About Us

About Us


World is digitized. Data is all around us in variety of forms. Apart from most popular format i.e. relational, other forms of data like text, graph, audio, video are just a few names out of a large vocabulary. At the same time, it is being generated at a rapid pace and its size is growing exponentially. The storage and management of data has remained a vital point of concern from last so long. Quite a number of techniques/methods/tools/procedures have been established and matured for this issue. The success rate is this regard is quite high.Merely efficient pilling up the data is not the desired goal rather retrieving valuable information is the dire need.

A number of research studies have been performed and a lot more are going on at the same time. Remarkable counts of novel methods have been developed to tackle this issue from multiple perspectives. The results of these studies have revolutionized the world. Data and Knowledge Engineering (DKE) lab is yet another platform. It is playing its part and contributing to research community under the supervision of Professor Young-Koo Lee in Kyung Hee University, South Korea.

DKE targets the data management and mining from multiple dimensions. In an extremely friendly but serious environment, an intensive research is going on by focusing data in the form of graphs like social networks, chemical and biological compounds, audio and video, and BIG data. Each data format has its exclusive research group in order to facilitate a rigorous research focus. Each group is divided into various sub groups to tackle the problem from all possible data mining and machine learning sub-divisions. This rich culture provides a diverse atmosphere to focus the research in the most optimal and result-oriented way. DKE is a multicultural environment. We have people from: Bangladesh, Pakistan, Vietnam, Rwanda, Guatemala, China and Republic of Korea.

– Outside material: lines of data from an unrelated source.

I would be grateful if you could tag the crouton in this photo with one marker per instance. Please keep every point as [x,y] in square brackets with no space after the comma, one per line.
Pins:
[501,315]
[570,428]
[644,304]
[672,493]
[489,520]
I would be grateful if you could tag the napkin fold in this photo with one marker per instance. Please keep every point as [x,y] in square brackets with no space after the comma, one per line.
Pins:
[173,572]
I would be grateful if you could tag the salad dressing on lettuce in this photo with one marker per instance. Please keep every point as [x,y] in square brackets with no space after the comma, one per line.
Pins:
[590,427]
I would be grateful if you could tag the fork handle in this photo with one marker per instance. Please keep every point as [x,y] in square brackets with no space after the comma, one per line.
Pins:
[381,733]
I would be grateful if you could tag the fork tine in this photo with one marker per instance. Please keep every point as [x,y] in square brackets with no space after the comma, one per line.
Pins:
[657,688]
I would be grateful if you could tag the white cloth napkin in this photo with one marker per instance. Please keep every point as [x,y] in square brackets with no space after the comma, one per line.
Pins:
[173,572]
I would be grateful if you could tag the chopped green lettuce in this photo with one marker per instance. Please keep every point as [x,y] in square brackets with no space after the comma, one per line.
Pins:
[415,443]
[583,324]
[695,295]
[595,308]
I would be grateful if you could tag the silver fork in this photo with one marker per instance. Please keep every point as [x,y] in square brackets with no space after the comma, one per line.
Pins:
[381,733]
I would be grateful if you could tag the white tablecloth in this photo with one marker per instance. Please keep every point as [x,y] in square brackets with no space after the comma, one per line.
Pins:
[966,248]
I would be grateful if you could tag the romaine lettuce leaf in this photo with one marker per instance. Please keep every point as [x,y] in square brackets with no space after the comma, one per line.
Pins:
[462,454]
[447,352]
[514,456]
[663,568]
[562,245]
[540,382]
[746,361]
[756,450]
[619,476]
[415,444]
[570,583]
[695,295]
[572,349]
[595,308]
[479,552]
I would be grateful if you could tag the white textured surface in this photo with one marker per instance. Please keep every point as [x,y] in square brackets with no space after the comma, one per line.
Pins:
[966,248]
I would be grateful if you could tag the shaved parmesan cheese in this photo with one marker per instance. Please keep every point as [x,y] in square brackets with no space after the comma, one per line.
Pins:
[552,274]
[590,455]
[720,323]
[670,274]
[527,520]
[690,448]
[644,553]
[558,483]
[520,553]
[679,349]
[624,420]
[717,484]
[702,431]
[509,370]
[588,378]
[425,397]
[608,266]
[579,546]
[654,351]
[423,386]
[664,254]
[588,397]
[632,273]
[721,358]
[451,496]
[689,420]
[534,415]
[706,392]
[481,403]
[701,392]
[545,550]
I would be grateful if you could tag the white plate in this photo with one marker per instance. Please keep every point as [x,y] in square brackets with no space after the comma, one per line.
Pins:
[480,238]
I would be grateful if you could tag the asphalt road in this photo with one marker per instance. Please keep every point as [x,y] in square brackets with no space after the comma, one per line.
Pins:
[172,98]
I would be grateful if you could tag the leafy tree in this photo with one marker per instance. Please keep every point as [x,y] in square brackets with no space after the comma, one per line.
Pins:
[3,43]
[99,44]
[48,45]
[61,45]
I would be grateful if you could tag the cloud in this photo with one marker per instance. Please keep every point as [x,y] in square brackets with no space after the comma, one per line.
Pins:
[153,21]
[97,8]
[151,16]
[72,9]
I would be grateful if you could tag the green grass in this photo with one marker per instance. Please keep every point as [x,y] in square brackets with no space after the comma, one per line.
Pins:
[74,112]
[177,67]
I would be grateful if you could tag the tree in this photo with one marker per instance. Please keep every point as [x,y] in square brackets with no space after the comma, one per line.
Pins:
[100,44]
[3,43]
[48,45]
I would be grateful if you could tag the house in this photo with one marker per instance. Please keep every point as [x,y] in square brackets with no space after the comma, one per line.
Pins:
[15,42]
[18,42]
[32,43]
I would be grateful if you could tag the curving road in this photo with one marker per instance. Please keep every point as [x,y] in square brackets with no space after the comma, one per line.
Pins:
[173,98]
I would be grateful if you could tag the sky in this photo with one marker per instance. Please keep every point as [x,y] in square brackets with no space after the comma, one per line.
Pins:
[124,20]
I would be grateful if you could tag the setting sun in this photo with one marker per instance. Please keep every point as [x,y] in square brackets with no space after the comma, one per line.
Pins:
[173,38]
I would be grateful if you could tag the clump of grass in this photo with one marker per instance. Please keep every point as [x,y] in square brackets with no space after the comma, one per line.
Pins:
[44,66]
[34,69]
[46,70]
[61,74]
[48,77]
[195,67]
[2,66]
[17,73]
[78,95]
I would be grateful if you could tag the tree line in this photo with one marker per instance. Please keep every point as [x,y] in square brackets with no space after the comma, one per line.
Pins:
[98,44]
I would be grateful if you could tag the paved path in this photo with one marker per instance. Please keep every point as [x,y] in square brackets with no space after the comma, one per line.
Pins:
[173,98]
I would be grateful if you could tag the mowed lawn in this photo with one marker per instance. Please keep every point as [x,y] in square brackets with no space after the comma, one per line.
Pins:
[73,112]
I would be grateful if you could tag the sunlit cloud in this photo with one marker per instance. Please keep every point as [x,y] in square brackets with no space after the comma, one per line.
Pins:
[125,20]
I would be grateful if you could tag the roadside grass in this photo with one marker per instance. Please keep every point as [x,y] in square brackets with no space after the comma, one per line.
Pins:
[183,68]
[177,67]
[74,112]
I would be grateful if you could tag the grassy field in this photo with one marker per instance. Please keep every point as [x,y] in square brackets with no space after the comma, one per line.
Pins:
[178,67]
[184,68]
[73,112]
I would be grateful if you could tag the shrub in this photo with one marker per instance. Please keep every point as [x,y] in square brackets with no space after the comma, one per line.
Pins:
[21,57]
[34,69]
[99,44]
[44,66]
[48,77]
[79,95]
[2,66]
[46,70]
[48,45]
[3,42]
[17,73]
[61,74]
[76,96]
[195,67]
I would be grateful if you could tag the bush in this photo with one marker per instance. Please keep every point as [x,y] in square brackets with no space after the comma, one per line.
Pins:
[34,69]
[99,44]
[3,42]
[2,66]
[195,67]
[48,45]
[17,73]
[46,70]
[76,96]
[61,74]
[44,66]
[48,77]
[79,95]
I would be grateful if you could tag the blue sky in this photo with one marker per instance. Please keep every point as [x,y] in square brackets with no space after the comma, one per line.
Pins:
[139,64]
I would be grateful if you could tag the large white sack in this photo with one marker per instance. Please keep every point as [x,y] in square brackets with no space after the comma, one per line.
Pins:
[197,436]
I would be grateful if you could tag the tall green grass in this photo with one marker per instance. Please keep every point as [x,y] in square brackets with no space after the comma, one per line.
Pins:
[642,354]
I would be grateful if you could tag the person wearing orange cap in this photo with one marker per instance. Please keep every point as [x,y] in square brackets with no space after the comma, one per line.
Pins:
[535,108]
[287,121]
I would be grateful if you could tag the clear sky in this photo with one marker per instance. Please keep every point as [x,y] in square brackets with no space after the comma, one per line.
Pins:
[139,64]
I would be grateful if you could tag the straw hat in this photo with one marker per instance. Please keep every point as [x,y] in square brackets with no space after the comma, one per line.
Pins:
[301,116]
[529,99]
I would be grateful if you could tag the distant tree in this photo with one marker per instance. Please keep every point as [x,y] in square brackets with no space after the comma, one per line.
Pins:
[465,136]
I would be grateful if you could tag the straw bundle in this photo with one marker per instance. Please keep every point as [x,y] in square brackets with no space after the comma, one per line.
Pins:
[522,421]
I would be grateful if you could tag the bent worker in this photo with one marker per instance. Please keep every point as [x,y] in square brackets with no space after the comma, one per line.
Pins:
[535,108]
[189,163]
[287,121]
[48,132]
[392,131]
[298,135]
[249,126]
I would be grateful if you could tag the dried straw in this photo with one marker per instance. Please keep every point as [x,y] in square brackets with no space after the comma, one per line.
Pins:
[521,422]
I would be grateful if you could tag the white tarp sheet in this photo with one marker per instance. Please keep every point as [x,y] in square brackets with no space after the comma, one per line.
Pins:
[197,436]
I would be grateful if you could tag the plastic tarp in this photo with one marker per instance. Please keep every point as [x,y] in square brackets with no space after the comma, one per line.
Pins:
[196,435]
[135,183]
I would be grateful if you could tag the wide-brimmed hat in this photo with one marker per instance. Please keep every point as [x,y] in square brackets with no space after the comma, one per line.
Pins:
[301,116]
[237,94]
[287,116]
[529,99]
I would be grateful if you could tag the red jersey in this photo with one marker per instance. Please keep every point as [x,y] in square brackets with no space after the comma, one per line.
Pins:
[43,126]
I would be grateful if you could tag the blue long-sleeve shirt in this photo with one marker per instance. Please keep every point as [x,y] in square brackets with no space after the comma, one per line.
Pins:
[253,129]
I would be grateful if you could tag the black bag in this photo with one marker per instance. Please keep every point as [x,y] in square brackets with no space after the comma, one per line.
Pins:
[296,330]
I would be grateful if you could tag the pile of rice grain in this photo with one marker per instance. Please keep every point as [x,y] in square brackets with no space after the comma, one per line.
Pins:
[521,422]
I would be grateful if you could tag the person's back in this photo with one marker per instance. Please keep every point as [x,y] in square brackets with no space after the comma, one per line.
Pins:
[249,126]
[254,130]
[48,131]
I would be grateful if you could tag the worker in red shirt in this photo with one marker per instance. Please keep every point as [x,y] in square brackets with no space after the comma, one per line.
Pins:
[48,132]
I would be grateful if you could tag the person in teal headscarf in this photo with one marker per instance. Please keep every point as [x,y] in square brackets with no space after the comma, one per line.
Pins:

We are looking for brilliant and smart students to be part of our endeavor. If you are interested to do research in any of the above topics or topics under the umbrella of Knowledge Discovery , you are heartily welcome to send your resume and research interests.We believe in team work and diversity.


Research Area

Cross-optimizations for procedures in an in-memory database system

Hybrid transactional and analytical processing (HTAP) systems like SAP HANA make it much simpler to manage both operational loads and analytical queries without ETL, separate data warehouses, etc. To represent both transactional and analytical business logic in a single database system, stored procedures are often used to express analytical queries using control flow logic and DMLs. Optimizing these complex procedures requires a fair knowledge of imperative programming languages as well as a declarative query language. Therefore, unified optimization techniques involving both
program and query optimization techniques are essential to achieve optimal performance of procedures. Recently, we have carried out projects including the following.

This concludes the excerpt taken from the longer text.